SuperWhoLock is kind of big and a little bit hard to define exactly, but the name comes from the shows "Supernatural," "Dr. Who," and "Sherlock," and more specifically the fandoms that grew around them. The term was coined in 2011 and came to describe fans on Tumblr who had been posting memes, comics, images, and gifs.

"If you go back to the early 2010s when 'Superwholock' was a thing, you could not go anywhere on Tumblr without touching a 'Supernatural,' 'Doctor Who,' or 'Sherlock' fan," Amanda Brennan from Tumblr told

Writing, reading, and sharing fan fiction-non-canonical stories about the characters written by fans-grew from there and became a big attraction and many of those stories were written around romantic pairings that fans wanted to see or see more of.

Fan fiction was a big deal for a variety of reasons but for our purposes became a big deal to fans who wanted to see LGBT relationships represented in the media they consumed. The most important such relationship in the show (and still one of the ten biggest romantic pairings on all of Tumblr) came to be known as Destiel. It saw the show's main character Dean and an angel named Castiel falling in love.

This was all part of a wider cultural moment. In some ways, the LGBT fan fiction stories can be seen as a reaction to a lack of representation in media. People from the LGBT community wanted to see their experience reflected in the media they consumed, so they made it. This is simplifying things a lot and does erase some of what's going on, but I don't have a Ph.D., this isn't a dissertation, and I've ignored Sam completely so for simplicity's sake, let's just say that this is a part of what's going on, but not all of it.

And as the fandom grew, the show kept going, supported by a community of people who were interacting with the show in interesting new ways that were facilitated by the internet.

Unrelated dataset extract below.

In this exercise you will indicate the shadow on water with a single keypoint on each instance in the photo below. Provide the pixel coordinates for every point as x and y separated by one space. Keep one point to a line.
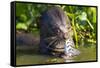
32 56
28 54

Some of the show's contributors were all for it, like Misha Collins, who played Castiel. Incidentally, Castiel's arc was only supposed to last three episodes but fan reaction convinced the showrunners to turn him into a central character. Others were accused of being less into it, like Jensen Ackles, who played Dean. As the show went on, though, it started being accused of *****baiting, or hinting at a romantic relationship that they had no intention of making explicit. To fans, this can start to feel like being strung along with will-they-won't-they tension.

By the final episode, "Supernatural" decided to do more than just hint. They made Castiel's romantic love for Dean canonical. Sort of. And they immediately killed him and sent him to super hell. Okay, officially it's called "The Empty," but to many, it's called super or mega hell. What actually happens in the show is a little more complicated than that-Castiel makes it to heaven off-screen, though he's never seen again-but it plays into a bunch of TV tropes that are actually harmful.

This, again, is complicated and I might not be the perfect person to explain it all, but in many ways, shows like Supernatural are trying to have their cake and eat it, too. By nominally representing a gay relationship, they get to say, hey, we value our audience, but then play into a discourse about homosexuality being wrong by immediately punishing LGBT characters and killing them off for expressing their homosexuality. It's the writer's room equivalent of "I'm not racist, but…" in which you try to find fun new euphemistic ways of expressing familiar narratives that cast people from specific communities as less worthy of love, life, happiness, and humanity while shirking any responsibility for that expressing that view.

In the case of Supernatural, that's a humanity and attention that is extended to a car, so it smacks of injustice when writers get all hand-wavy about Castiel, but give an Impala an on-screen happily ever after.